The Soft Core of Hard-Core Conservatism

The brand of conservatism practiced by Republican leaders is generally thought to be hard-edged. It offers a harsh critique of government, characterizing it as indulgent, wasteful, and to be largely dismantled. The assessment of any Democratic president is unremittingly dour. A conservative is tough on crime, or at least blue collar crime, advocating severe consequences for breaking the law.

Liberals by comparison are usually portrayed as softies--soft on Communism, soft on crime. Their hearts bleed, their positions shift. They are wracked by guilt, constantly coming up with new things to worry about--the plight of the poor, global warming, polar bears, spotted owls. They seem to be making excuses for people, often portraying them as victims of circumstance. That would be the stereotype.

A conservative argues instead that people are wholly responsible for their fates, that success or failure is a product not of circumstance or opportunity but of character, initiative and determination. Poverty implies laziness. Drug addiction is due to a lack of will power. It's easy to think, then, that a conservative point of view places high standards and high expectations on the self.

And yet the core of hard-core conservatism is in fact very soft. Behind that facade of toughness is an ideology that largely lets people off the hook. The critique of government and the Democratic Party is so fervently pursued that no room remains for self-critique, for reflection. Conservatism is hard on others, soft on self. The legacy of the George W. Bush era--the Iraq War, expanded debt, the financial meltdown--begs for reflection and reappraisal, but prompted instead an even more extreme and defiant version of conservatism to emerge.

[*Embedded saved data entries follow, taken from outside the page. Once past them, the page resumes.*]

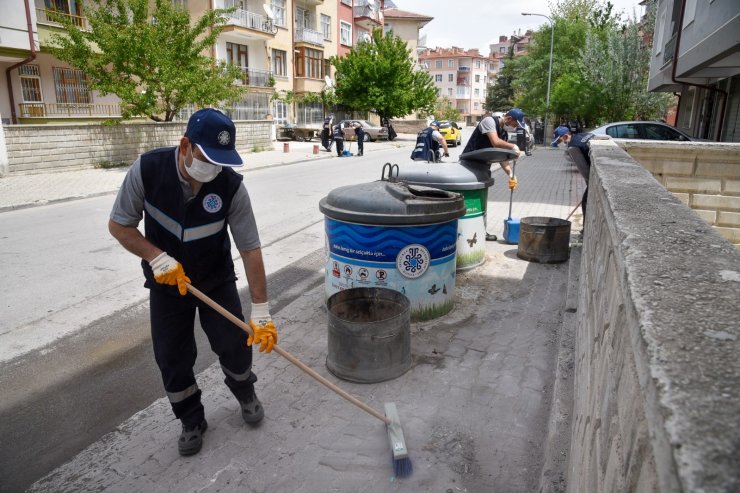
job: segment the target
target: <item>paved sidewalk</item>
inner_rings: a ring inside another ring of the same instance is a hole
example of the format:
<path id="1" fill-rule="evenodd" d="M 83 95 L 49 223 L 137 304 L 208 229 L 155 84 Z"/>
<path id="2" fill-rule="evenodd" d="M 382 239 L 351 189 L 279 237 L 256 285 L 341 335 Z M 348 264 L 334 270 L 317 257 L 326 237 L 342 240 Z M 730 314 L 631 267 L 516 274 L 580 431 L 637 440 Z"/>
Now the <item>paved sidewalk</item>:
<path id="1" fill-rule="evenodd" d="M 264 154 L 274 158 L 280 152 Z M 488 229 L 501 236 L 510 194 L 497 166 L 493 175 Z M 520 161 L 517 175 L 515 217 L 565 218 L 583 193 L 583 180 L 562 150 L 535 150 Z M 580 209 L 571 219 L 578 231 Z M 381 422 L 277 354 L 255 353 L 266 409 L 261 426 L 243 424 L 214 364 L 198 375 L 209 422 L 198 455 L 178 456 L 179 422 L 162 398 L 30 491 L 537 490 L 546 453 L 567 453 L 545 450 L 545 439 L 569 262 L 526 262 L 516 256 L 516 245 L 500 241 L 486 248 L 485 264 L 458 274 L 453 312 L 412 324 L 412 368 L 388 382 L 352 384 L 326 370 L 323 285 L 275 314 L 284 349 L 381 412 L 384 402 L 396 403 L 414 461 L 410 478 L 393 477 Z"/>

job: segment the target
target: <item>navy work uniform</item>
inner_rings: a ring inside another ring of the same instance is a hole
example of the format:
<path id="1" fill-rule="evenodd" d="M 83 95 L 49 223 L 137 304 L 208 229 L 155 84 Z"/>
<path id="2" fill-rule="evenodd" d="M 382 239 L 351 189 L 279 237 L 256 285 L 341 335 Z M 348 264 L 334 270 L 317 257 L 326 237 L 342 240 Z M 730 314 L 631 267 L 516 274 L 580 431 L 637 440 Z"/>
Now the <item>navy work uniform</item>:
<path id="1" fill-rule="evenodd" d="M 362 156 L 365 153 L 365 129 L 358 124 L 355 127 L 355 136 L 357 137 L 357 155 Z"/>
<path id="2" fill-rule="evenodd" d="M 440 160 L 439 141 L 434 138 L 435 129 L 427 127 L 416 135 L 416 147 L 411 151 L 414 161 L 437 162 Z"/>
<path id="3" fill-rule="evenodd" d="M 340 124 L 334 125 L 334 143 L 337 144 L 337 156 L 342 156 L 344 151 L 344 133 Z"/>

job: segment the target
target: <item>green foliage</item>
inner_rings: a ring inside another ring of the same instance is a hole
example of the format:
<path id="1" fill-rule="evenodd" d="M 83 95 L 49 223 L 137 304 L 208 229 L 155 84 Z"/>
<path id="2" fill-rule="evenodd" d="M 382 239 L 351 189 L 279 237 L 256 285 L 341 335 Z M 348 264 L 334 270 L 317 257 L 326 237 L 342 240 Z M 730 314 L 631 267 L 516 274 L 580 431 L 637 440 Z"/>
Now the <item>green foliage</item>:
<path id="1" fill-rule="evenodd" d="M 451 122 L 460 121 L 460 110 L 452 105 L 452 101 L 447 96 L 437 99 L 437 103 L 432 114 L 435 120 L 449 120 Z"/>
<path id="2" fill-rule="evenodd" d="M 208 10 L 192 25 L 187 9 L 168 0 L 96 0 L 84 5 L 89 30 L 68 20 L 52 54 L 81 69 L 92 89 L 121 99 L 124 118 L 171 121 L 189 104 L 239 99 L 237 67 L 203 55 L 216 42 L 227 10 Z"/>
<path id="3" fill-rule="evenodd" d="M 514 107 L 512 82 L 518 72 L 517 66 L 514 52 L 509 48 L 509 54 L 506 56 L 504 67 L 496 77 L 496 82 L 487 88 L 485 108 L 488 111 L 507 111 Z"/>
<path id="4" fill-rule="evenodd" d="M 345 106 L 398 118 L 414 111 L 431 113 L 437 91 L 429 74 L 416 71 L 406 42 L 375 29 L 345 57 L 331 59 L 336 68 L 336 97 Z"/>
<path id="5" fill-rule="evenodd" d="M 647 92 L 650 47 L 642 44 L 637 20 L 620 25 L 608 1 L 557 0 L 551 8 L 550 121 L 575 117 L 589 127 L 663 116 L 670 96 Z M 654 22 L 642 26 L 652 29 Z M 510 65 L 514 105 L 530 115 L 545 114 L 550 36 L 548 22 L 533 33 L 527 55 Z"/>

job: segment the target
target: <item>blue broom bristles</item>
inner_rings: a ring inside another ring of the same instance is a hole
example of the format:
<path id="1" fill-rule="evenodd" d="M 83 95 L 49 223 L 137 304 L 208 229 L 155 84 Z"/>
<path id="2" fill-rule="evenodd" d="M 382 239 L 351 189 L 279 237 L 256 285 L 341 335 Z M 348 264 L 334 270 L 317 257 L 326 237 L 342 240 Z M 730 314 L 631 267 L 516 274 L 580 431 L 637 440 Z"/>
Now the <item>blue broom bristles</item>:
<path id="1" fill-rule="evenodd" d="M 412 472 L 414 472 L 414 466 L 411 464 L 411 459 L 408 457 L 393 459 L 393 474 L 397 478 L 407 478 Z"/>

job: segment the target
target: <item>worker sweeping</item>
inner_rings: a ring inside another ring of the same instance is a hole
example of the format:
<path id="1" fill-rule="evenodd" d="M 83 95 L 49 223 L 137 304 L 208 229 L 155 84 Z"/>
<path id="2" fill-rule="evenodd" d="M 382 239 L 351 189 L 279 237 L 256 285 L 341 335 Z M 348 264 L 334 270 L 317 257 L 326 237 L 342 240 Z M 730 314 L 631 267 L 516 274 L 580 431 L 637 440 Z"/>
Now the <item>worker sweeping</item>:
<path id="1" fill-rule="evenodd" d="M 463 154 L 478 149 L 498 147 L 501 149 L 511 149 L 521 158 L 524 153 L 516 144 L 509 143 L 508 132 L 516 131 L 517 128 L 524 128 L 524 112 L 520 109 L 512 108 L 501 117 L 487 114 L 475 127 L 475 130 L 473 130 L 470 140 L 465 145 Z M 509 190 L 513 192 L 518 183 L 516 176 L 514 176 L 511 163 L 509 161 L 501 161 L 499 165 L 509 177 Z M 497 239 L 496 235 L 486 233 L 487 241 L 496 241 Z"/>
<path id="2" fill-rule="evenodd" d="M 235 143 L 236 128 L 226 115 L 211 108 L 196 111 L 177 147 L 155 149 L 134 161 L 108 222 L 113 237 L 142 259 L 154 357 L 182 422 L 181 455 L 200 451 L 208 427 L 193 373 L 196 312 L 249 425 L 265 415 L 254 389 L 252 344 L 270 352 L 278 340 L 249 194 L 242 175 L 232 169 L 243 164 Z M 142 216 L 143 235 L 137 229 Z M 252 336 L 187 291 L 192 280 L 243 320 L 227 227 L 249 283 Z"/>

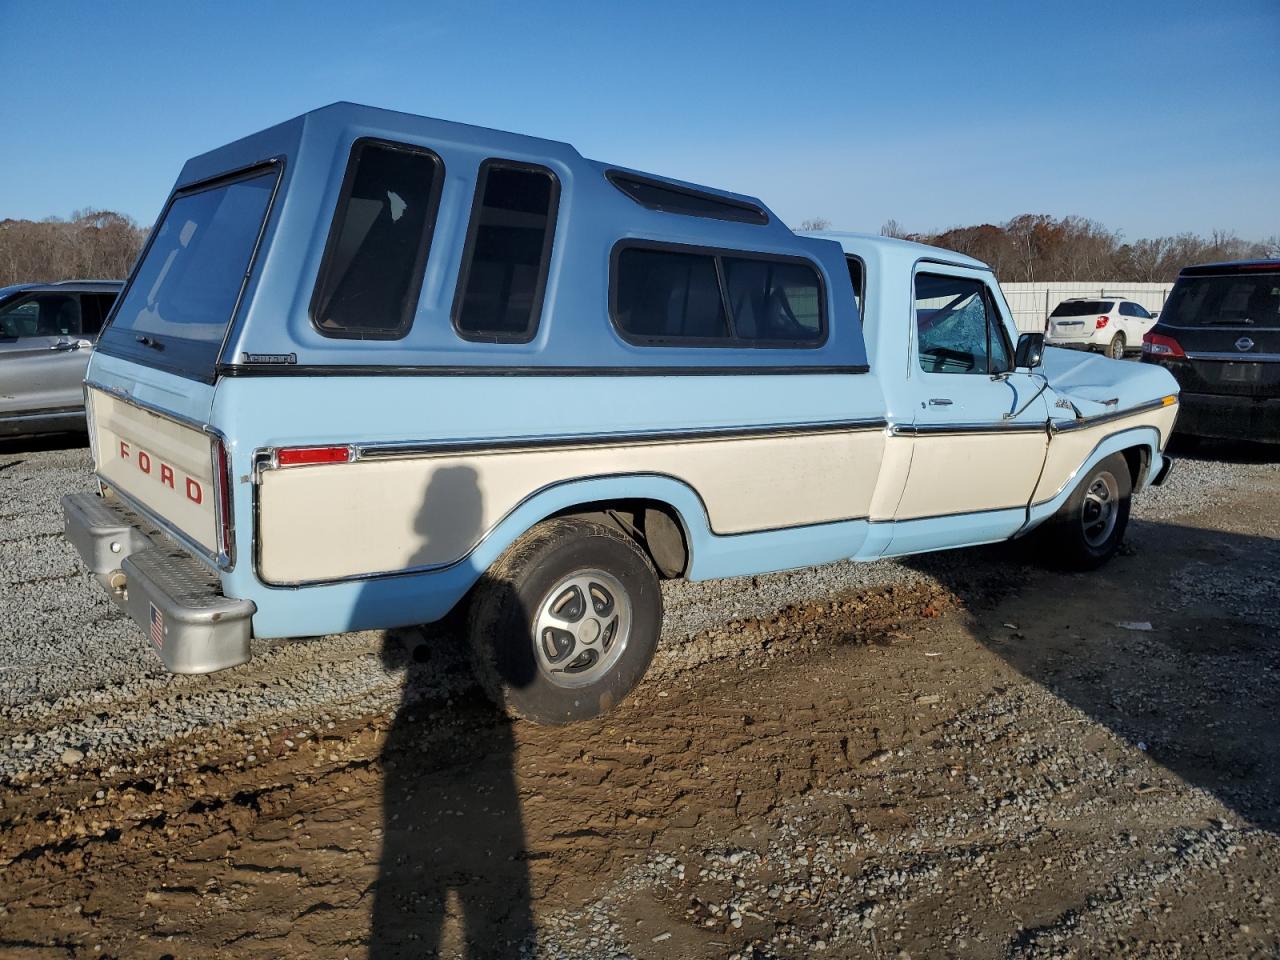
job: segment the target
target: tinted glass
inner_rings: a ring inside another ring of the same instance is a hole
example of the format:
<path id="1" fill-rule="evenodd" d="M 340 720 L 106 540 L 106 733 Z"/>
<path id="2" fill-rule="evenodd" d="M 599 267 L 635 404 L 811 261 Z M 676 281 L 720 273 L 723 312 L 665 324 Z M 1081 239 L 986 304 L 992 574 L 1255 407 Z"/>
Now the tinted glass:
<path id="1" fill-rule="evenodd" d="M 433 153 L 369 141 L 352 148 L 311 301 L 321 333 L 387 340 L 408 331 L 439 180 Z"/>
<path id="2" fill-rule="evenodd" d="M 1051 317 L 1096 317 L 1109 311 L 1110 300 L 1067 300 L 1053 308 Z"/>
<path id="3" fill-rule="evenodd" d="M 1182 277 L 1160 322 L 1175 327 L 1280 327 L 1280 274 Z"/>
<path id="4" fill-rule="evenodd" d="M 1009 349 L 984 285 L 961 277 L 916 276 L 916 339 L 928 373 L 997 373 Z"/>
<path id="5" fill-rule="evenodd" d="M 714 194 L 702 193 L 646 180 L 623 173 L 610 173 L 609 182 L 636 203 L 665 213 L 681 213 L 689 217 L 711 217 L 714 220 L 733 220 L 738 223 L 763 224 L 768 215 L 753 204 L 741 203 Z"/>
<path id="6" fill-rule="evenodd" d="M 80 296 L 81 320 L 86 336 L 96 335 L 102 330 L 102 322 L 111 313 L 111 305 L 116 302 L 114 293 L 85 293 Z"/>
<path id="7" fill-rule="evenodd" d="M 1134 311 L 1134 309 L 1133 309 L 1133 304 L 1131 304 L 1131 303 L 1124 303 L 1124 302 L 1121 302 L 1121 303 L 1120 303 L 1120 316 L 1122 316 L 1122 317 L 1136 317 L 1137 315 L 1138 315 L 1138 314 L 1137 314 L 1137 313 Z"/>
<path id="8" fill-rule="evenodd" d="M 173 201 L 112 322 L 115 333 L 222 343 L 275 171 Z"/>
<path id="9" fill-rule="evenodd" d="M 65 293 L 40 293 L 0 308 L 0 336 L 78 337 L 80 302 Z"/>
<path id="10" fill-rule="evenodd" d="M 822 288 L 812 267 L 734 257 L 723 263 L 729 313 L 739 338 L 794 343 L 822 337 Z"/>
<path id="11" fill-rule="evenodd" d="M 551 256 L 555 187 L 549 171 L 482 168 L 455 316 L 463 336 L 533 336 Z"/>
<path id="12" fill-rule="evenodd" d="M 858 305 L 858 319 L 862 319 L 862 288 L 866 283 L 862 261 L 857 257 L 845 257 L 849 264 L 849 282 L 853 284 L 853 300 Z"/>
<path id="13" fill-rule="evenodd" d="M 633 337 L 727 339 L 715 258 L 628 247 L 618 256 L 615 317 Z"/>

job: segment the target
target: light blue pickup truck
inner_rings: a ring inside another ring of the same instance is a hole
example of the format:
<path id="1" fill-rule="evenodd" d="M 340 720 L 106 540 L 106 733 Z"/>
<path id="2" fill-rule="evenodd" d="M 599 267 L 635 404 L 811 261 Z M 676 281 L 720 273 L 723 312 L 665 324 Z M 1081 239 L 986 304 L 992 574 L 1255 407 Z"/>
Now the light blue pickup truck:
<path id="1" fill-rule="evenodd" d="M 186 164 L 86 395 L 67 535 L 171 670 L 465 601 L 548 723 L 639 682 L 661 578 L 1032 531 L 1096 566 L 1177 412 L 969 257 L 345 103 Z"/>

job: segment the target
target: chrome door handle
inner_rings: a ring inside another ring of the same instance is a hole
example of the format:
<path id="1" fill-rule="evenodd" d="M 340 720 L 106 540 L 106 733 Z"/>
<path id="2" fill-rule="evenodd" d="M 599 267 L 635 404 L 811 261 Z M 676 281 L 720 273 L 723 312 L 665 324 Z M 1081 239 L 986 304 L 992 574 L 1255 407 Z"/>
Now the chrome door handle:
<path id="1" fill-rule="evenodd" d="M 59 340 L 57 343 L 55 343 L 55 344 L 54 344 L 52 347 L 50 347 L 49 349 L 50 349 L 50 350 L 74 350 L 75 348 L 76 348 L 76 345 L 75 345 L 74 343 L 72 343 L 71 341 L 69 341 L 69 340 Z"/>
<path id="2" fill-rule="evenodd" d="M 951 406 L 951 401 L 950 401 L 950 400 L 948 400 L 946 397 L 934 397 L 932 400 L 930 400 L 930 401 L 929 401 L 929 406 L 931 406 L 931 407 L 949 407 L 949 406 Z"/>

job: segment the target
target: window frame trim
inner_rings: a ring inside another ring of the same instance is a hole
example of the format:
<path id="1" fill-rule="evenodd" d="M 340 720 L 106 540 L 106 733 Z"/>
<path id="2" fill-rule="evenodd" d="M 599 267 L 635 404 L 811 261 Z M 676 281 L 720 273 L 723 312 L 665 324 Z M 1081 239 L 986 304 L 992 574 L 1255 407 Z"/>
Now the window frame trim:
<path id="1" fill-rule="evenodd" d="M 920 262 L 923 263 L 925 261 L 920 261 Z M 987 368 L 986 370 L 966 370 L 963 373 L 955 374 L 955 373 L 943 373 L 938 370 L 925 369 L 924 351 L 920 349 L 920 326 L 918 321 L 916 320 L 916 302 L 919 299 L 916 296 L 916 280 L 920 276 L 938 277 L 944 280 L 967 280 L 971 283 L 978 284 L 982 288 L 981 296 L 983 299 L 983 303 L 986 305 L 986 308 L 987 308 L 987 323 L 986 323 Z M 1005 356 L 1008 357 L 1009 363 L 1010 363 L 1010 367 L 1008 370 L 993 372 L 991 369 L 991 324 L 993 320 L 996 322 L 996 325 L 1000 328 L 1000 341 L 1004 345 Z M 986 280 L 983 280 L 980 277 L 969 277 L 963 274 L 956 274 L 956 273 L 941 273 L 935 270 L 927 270 L 927 269 L 913 270 L 911 272 L 911 345 L 912 345 L 912 352 L 915 354 L 915 358 L 916 358 L 916 362 L 915 362 L 916 369 L 919 370 L 920 373 L 925 374 L 926 376 L 995 377 L 1001 374 L 1011 373 L 1016 369 L 1015 367 L 1012 366 L 1014 350 L 1013 350 L 1013 345 L 1009 341 L 1009 330 L 1005 326 L 1004 314 L 1000 311 L 1000 307 L 996 303 L 995 296 L 991 292 L 991 285 L 987 283 Z"/>
<path id="2" fill-rule="evenodd" d="M 625 330 L 618 322 L 618 261 L 626 250 L 657 250 L 665 253 L 684 253 L 709 256 L 716 270 L 716 282 L 720 285 L 720 304 L 725 312 L 729 336 L 715 337 L 644 337 Z M 737 324 L 729 303 L 728 276 L 723 259 L 772 260 L 779 263 L 798 263 L 811 269 L 818 280 L 818 332 L 813 340 L 746 340 L 738 336 Z M 713 347 L 730 350 L 819 350 L 831 339 L 831 324 L 827 310 L 827 282 L 822 266 L 816 260 L 799 254 L 766 253 L 733 247 L 708 247 L 700 244 L 675 243 L 664 240 L 648 240 L 641 237 L 624 237 L 609 251 L 609 323 L 625 343 L 633 347 Z"/>
<path id="3" fill-rule="evenodd" d="M 356 176 L 356 167 L 352 161 L 355 159 L 356 152 L 363 150 L 366 146 L 384 147 L 401 153 L 416 154 L 429 158 L 435 164 L 435 176 L 431 182 L 431 195 L 427 200 L 425 229 L 422 231 L 419 249 L 414 257 L 413 269 L 409 278 L 409 289 L 406 291 L 400 323 L 395 328 L 374 333 L 368 331 L 363 333 L 356 332 L 355 328 L 345 327 L 337 330 L 328 330 L 322 327 L 316 318 L 321 284 L 331 266 L 335 242 L 342 232 L 342 228 L 346 225 L 344 200 L 351 199 L 351 188 Z M 311 327 L 316 333 L 330 340 L 391 341 L 403 340 L 409 335 L 409 332 L 413 329 L 414 318 L 417 316 L 418 302 L 422 299 L 422 287 L 426 276 L 427 263 L 431 257 L 431 247 L 435 241 L 436 223 L 440 215 L 440 197 L 444 192 L 446 175 L 447 170 L 444 158 L 430 147 L 415 143 L 404 143 L 399 140 L 388 140 L 385 137 L 357 137 L 351 142 L 351 149 L 347 151 L 346 169 L 342 173 L 342 183 L 338 187 L 338 198 L 334 204 L 333 212 L 329 215 L 329 229 L 325 233 L 324 252 L 321 254 L 320 266 L 316 270 L 315 283 L 311 288 L 311 299 L 307 302 L 307 318 L 311 321 Z M 339 213 L 343 214 L 341 221 L 339 221 Z"/>
<path id="4" fill-rule="evenodd" d="M 529 321 L 523 333 L 476 333 L 463 330 L 459 326 L 463 301 L 466 297 L 467 283 L 471 279 L 471 268 L 475 253 L 476 239 L 480 234 L 480 211 L 484 207 L 484 188 L 489 183 L 489 171 L 493 169 L 521 170 L 525 173 L 545 174 L 551 180 L 551 197 L 547 209 L 547 226 L 542 240 L 542 253 L 538 262 L 538 279 L 533 287 L 533 309 L 529 311 Z M 527 163 L 522 160 L 508 160 L 505 157 L 487 157 L 480 162 L 476 170 L 475 192 L 471 198 L 471 212 L 467 221 L 466 239 L 462 244 L 462 259 L 458 263 L 458 280 L 454 286 L 453 304 L 449 308 L 449 322 L 453 331 L 468 343 L 529 343 L 538 335 L 542 324 L 542 308 L 547 294 L 547 281 L 551 277 L 551 257 L 555 252 L 556 228 L 560 225 L 560 178 L 550 167 L 541 163 Z"/>
<path id="5" fill-rule="evenodd" d="M 632 203 L 639 204 L 646 210 L 657 210 L 660 213 L 669 213 L 679 217 L 698 217 L 703 220 L 719 220 L 723 223 L 745 223 L 748 226 L 764 227 L 768 226 L 770 221 L 769 211 L 763 206 L 751 203 L 746 200 L 739 200 L 736 197 L 725 197 L 718 193 L 711 193 L 708 190 L 699 190 L 697 187 L 685 186 L 684 184 L 671 183 L 667 180 L 661 180 L 657 177 L 646 176 L 643 173 L 632 173 L 629 170 L 622 170 L 618 167 L 611 167 L 604 172 L 605 179 L 613 186 L 615 190 L 621 193 Z M 741 217 L 721 216 L 718 217 L 712 213 L 695 213 L 691 210 L 681 210 L 676 207 L 669 207 L 662 203 L 647 203 L 629 193 L 625 187 L 619 185 L 619 180 L 630 180 L 645 187 L 656 187 L 659 190 L 669 190 L 671 193 L 681 194 L 686 197 L 693 197 L 698 200 L 706 200 L 711 203 L 717 203 L 721 206 L 728 207 L 733 210 L 740 210 L 743 213 Z"/>

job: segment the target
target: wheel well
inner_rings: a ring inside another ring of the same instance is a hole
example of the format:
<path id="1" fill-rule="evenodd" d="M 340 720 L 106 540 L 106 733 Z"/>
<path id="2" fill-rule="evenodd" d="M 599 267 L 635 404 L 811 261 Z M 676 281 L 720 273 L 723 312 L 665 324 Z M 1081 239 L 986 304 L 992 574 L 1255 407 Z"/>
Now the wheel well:
<path id="1" fill-rule="evenodd" d="M 644 548 L 665 579 L 689 569 L 689 542 L 679 512 L 661 500 L 601 500 L 566 507 L 554 517 L 583 517 L 616 527 Z"/>
<path id="2" fill-rule="evenodd" d="M 1126 447 L 1123 451 L 1125 463 L 1129 464 L 1129 479 L 1132 481 L 1134 493 L 1138 492 L 1138 484 L 1147 475 L 1147 467 L 1151 463 L 1151 451 L 1146 447 Z"/>

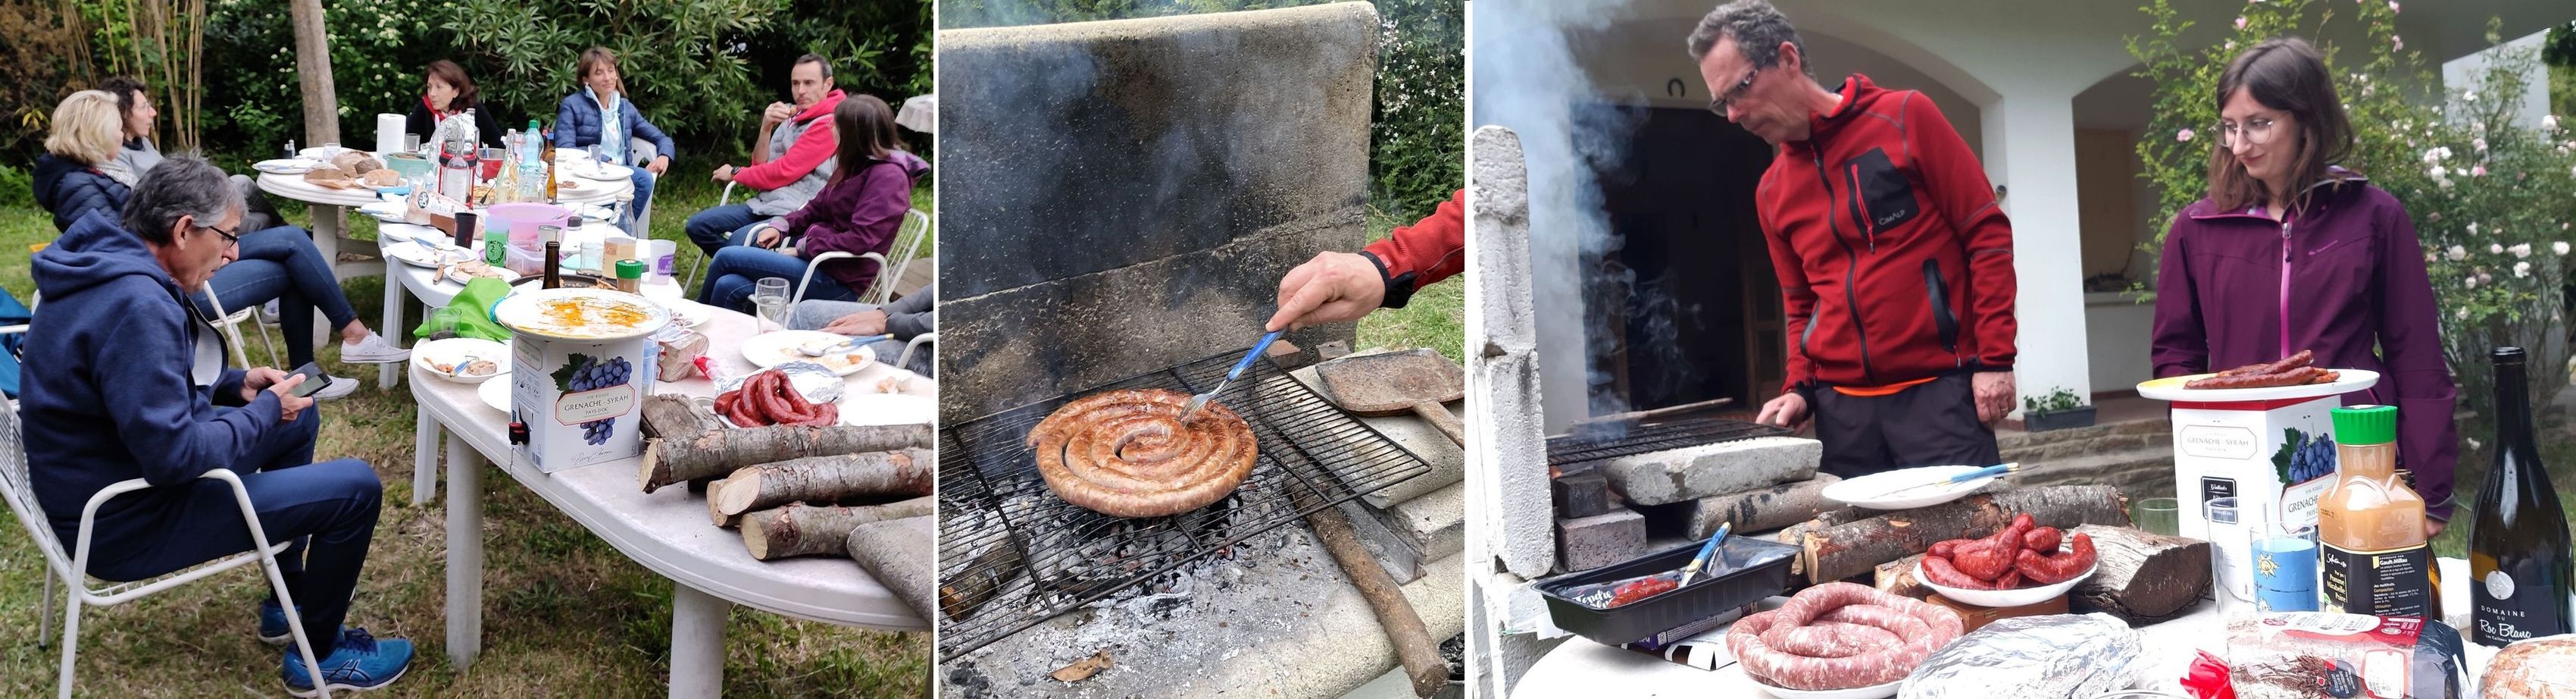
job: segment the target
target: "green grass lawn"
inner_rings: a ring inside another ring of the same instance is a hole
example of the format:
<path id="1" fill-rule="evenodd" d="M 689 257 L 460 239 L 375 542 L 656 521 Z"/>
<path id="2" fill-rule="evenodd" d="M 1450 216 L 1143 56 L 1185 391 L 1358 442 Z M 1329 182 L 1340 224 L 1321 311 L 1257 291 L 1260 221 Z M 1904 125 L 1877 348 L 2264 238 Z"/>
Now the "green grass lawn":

The soft core of conservatism allows the individual to take a pass on any number of issues. Climate change doesn't exist, and if it does, it's not our fault, and if it is our fault, we can't do anything about it. At every step in that logic, the individual and the nation are excused from taking action. The belief that government is destined to fail excuses a conservative from trying to make it work. Rather than taking on the tough issue of how to balance government revenue and expenses, a conservative maintains the illusion that tax cuts pay for themselves. The complex abstractions of statistics can be avoided by basing one's views on one's own limited experience. A conservative need not question beliefs, nor care about the poor, nor care about the impact of our lifestyles on future generations and the natural world that sustains us.

These are some serious perks. They excuse the individual from a responsibility to study, to understand, to reflect, to reappraise, to empathize, or to consider one's impact on others. And they go a long way in explaining the popularity of conservatism in its current manifestation. They indulge and satisfy like a chocolate whose hard shell obscures a soft, seductive center.